Where to begin with “Pieces of A Woman,” from Hungarian director Kornél Mundrucz? Is it a Lifetime movie pretending to be High Art, as some reviewers have said? Is it an art house film with some soapy elements? Is it chick-lit? I guess it’s a little of all these things, and it’s headed to Netflix. Frankly, that’s a good thing because the film– which has some moments of note– would have trouble finding an audience in theaters even without a pandemic.
Vanessa Kirby, known to us from “The Crown” and “Mission Impossible,” is an upscale Boston lady named Martha married to a blue collar worker, Sean, played by Shia LaBeouf. She’s nine months pregnant and everything looks peachy until it goes south. The first 20 minutes of the film are taken up with a disastrous home childbirth, although I thought the actress playing the midwife, Molly Parker, was excellent.
After things go very wrong, Ellen Burstyn is apparent as Elizabeth, the patrician mother of Martha who’s determined to prosecute the midwife. Like Martha, Elizabeth is miserable, and mother and daughter like to fight with each other. Martha and Sean aren’t dealing with grief well, either. He actually cheats on her — a quickie– with her cousin, who is, also, improbably. the prosecutor in the case. (How this happens is beyond me.)
If you can make it past the child-birthing sequence — and trust me, it’s hard — there’s a movie in the clearing.

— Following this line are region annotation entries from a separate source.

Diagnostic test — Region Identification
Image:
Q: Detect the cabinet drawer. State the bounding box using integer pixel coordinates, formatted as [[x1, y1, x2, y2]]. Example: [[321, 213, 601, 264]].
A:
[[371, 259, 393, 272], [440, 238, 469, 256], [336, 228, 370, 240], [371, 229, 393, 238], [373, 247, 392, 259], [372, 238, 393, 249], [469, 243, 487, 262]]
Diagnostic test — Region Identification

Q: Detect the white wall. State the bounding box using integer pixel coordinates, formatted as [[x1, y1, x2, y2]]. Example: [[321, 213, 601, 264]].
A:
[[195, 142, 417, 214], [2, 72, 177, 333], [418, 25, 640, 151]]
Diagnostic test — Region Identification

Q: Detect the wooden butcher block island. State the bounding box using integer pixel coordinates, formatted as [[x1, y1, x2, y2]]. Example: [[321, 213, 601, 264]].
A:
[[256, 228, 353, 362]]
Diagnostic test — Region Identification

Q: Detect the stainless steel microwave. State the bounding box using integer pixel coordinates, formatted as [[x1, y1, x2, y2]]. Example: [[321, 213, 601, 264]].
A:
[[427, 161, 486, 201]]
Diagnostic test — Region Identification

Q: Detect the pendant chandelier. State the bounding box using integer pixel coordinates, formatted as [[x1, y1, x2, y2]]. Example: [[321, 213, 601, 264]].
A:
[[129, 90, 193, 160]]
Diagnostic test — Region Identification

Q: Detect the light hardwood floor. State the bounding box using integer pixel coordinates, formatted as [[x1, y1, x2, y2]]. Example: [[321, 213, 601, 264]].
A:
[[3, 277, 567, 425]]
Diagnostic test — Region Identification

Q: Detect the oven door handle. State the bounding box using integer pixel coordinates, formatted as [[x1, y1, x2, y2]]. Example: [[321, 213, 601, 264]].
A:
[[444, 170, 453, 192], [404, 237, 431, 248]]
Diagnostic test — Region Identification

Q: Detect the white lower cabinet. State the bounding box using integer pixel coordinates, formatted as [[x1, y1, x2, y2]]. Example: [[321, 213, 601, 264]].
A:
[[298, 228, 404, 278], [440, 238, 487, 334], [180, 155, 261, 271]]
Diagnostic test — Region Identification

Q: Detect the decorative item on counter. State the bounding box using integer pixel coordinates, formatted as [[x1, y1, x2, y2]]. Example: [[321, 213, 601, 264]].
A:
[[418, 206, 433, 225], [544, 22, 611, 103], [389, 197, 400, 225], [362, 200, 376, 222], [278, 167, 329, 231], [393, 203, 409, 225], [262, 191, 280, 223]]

I’m not sure if it’s a good movie, but it has intelligent performances. Burstyn — who will be 88 next month– gets a big Oscar speech, which should qualify her. She’s really terrific. Kirby is very good. But Martha is such a bitch that it’s hard to feel sorry for her. LaBeouf’s work is also commendable and real. But Sean gets tossed away instead of being allowed to grow into a human. He also goes full frontal, a couple of times, and gets into a questionably rough sex situation with Kirby. None of these things would ever happen on Lifetime. LaBeouf is also now racking up numbers of times he shows his derriere on film. (You could call this movie “Pieces of a Man.”)
What I did like about “Pieces of a Woman” was Howard Shore’s score. It’s gorgeous and just right in its melancholy. Production values are fine, but I lived in Boston during its worst snowstorm and the streets were plowed a lot better than they are in this film. There are some weird inconsistencies as far as time of day from scene to scene, and so on. You can imagine if I was thinking about them, the movie was not holding me. I don’t think there’s a strong male audience for “Pieces of a Woman,” but that doesn’t matter much in the long run.